Le aziende italiane non sono uscite dal ciclo più crudele della pandemia. Restano molte incertezze da affrontare a partire dall’autunno. L’autostima impressa sul sistema dal premier Mario Draghi non trova nel settore dell’editoria il passo necessario per uscire dalla crisi. L’industria dell’informazione e della comunicazione continua a presentare evidenti segni di debolezza. L’uso della Cassa integrazione è esploso per tutto il periodo del lockdown al punto che in molti quotidiani e periodici il lavoro si è svolo in modo confusionario alternativamente in presenza e da remoto. I convulsi negoziati andati in onda a Palazzo Chigi tra le organizzazioni sindacali dei lavoratori e il governo non hanno coinvolto il mondo giornalistico. Perché? Eppure le crisi sociali sono tutte eguali. Pochi giorni fa il Gruppo Gedi ha presentato un piano di tagli con 33 prepensionamenti al quotidiano La Stampa. In cambio il gruppo del mega-imprenditore John Elkann, che guida un impero da 37 miliardi di euro, ha “concesso” l’assunzione di 13 giornalisti e 3 esperti digitali, cioè non giornalisti con contributi all’Inps e non al sofferente Istituto dei giornalisti.

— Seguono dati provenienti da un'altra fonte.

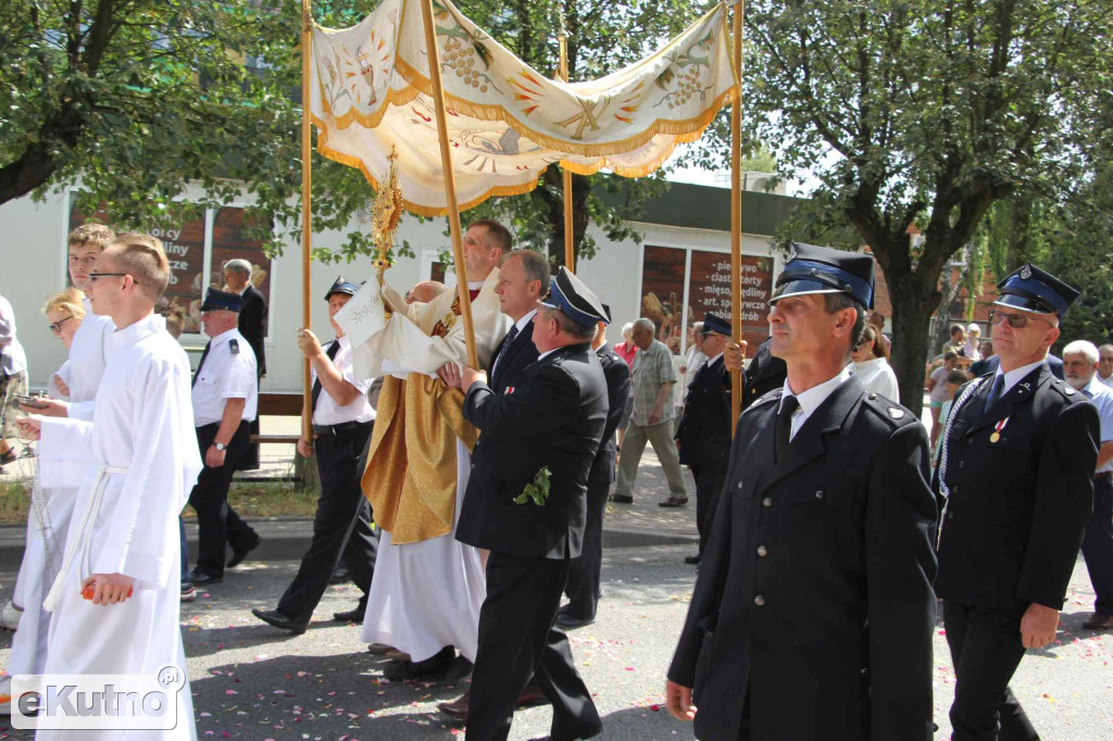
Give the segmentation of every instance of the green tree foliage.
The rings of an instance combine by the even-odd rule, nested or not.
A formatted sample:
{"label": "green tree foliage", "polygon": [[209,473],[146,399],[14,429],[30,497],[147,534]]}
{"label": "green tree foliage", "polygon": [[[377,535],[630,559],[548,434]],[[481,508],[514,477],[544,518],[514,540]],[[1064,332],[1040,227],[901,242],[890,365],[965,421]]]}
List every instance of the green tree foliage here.
{"label": "green tree foliage", "polygon": [[994,204],[1080,176],[1111,16],[1107,0],[747,3],[748,128],[786,174],[819,178],[808,231],[873,249],[913,411],[943,270]]}
{"label": "green tree foliage", "polygon": [[[0,202],[59,186],[80,188],[87,211],[104,204],[119,226],[150,228],[238,200],[254,204],[270,247],[301,229],[301,3],[268,0],[8,0],[0,3]],[[352,26],[377,2],[319,0],[323,26]],[[690,0],[475,0],[461,10],[539,71],[555,75],[556,30],[568,29],[571,77],[613,71],[658,48],[707,8]],[[362,174],[313,161],[314,231],[357,228],[336,253],[367,254],[368,199]],[[199,187],[200,198],[187,186]],[[573,178],[580,254],[598,225],[636,238],[623,217],[666,187],[644,178],[618,207],[597,189],[605,175]],[[521,240],[555,246],[563,259],[563,194],[550,168],[531,195],[469,213],[513,221]],[[363,219],[363,221],[361,221]],[[270,228],[273,226],[273,229]],[[403,248],[403,254],[405,249]]]}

Prepensionamenti che paga invece l’Inpgi.
Secondo voci del settore a seguito del calo dei ricavi e del peggioramento delle vendite causato dal Covid la prossima sventagliata di tagli toccherà a Repubblica di Maurizio Molinari. Gli editori hanno già i dossier pronti, basati sul calo consistente della diffusione dei giornali dal 2013 al 2019. Se si misura l’indennità dei cambiamenti provocati dalla pandemia appare chiara la profonda incidenza sull’editoria. La tenuta del sistema Italia passa anche attraverso una stampa solida e autonoma, con basi in grado di far fronte alle sfide delle innovazioni tecnologiche e della concorrenza di altri media. In queste settimane, in vista dell’entrata in vigore del Recovery plan con i soldi europei, il governo Draghi sta accelerando i tempi per il varo della riforma degli ammortizzatori sociali in modo da estendere le tutele ad una platea potenziale di 4 milioni di lavoratori, attualmente esclusi. Il provvedimento dovrebbe essere messo a punto entro la fine di luglio. Tra le priorità c’è la necessità di potenziare l’assegno di disoccupazione, la cosiddetto Naspi introdotta alcuni anni fa per offrire un momento di respiro per ritrovare lavoro a chi veniva licenziato senza colpa. Lo Stato nel frattempo tramite l’Inps ha pagato nel periodo che va dal primo aprile 2020 al 31 maggio 2021 ben 5 milioni e 415mila ore di Cassa integrazione, senza contare i miliardi per il reddito di cittadinanza e dell’improvvido provvedimento cashback.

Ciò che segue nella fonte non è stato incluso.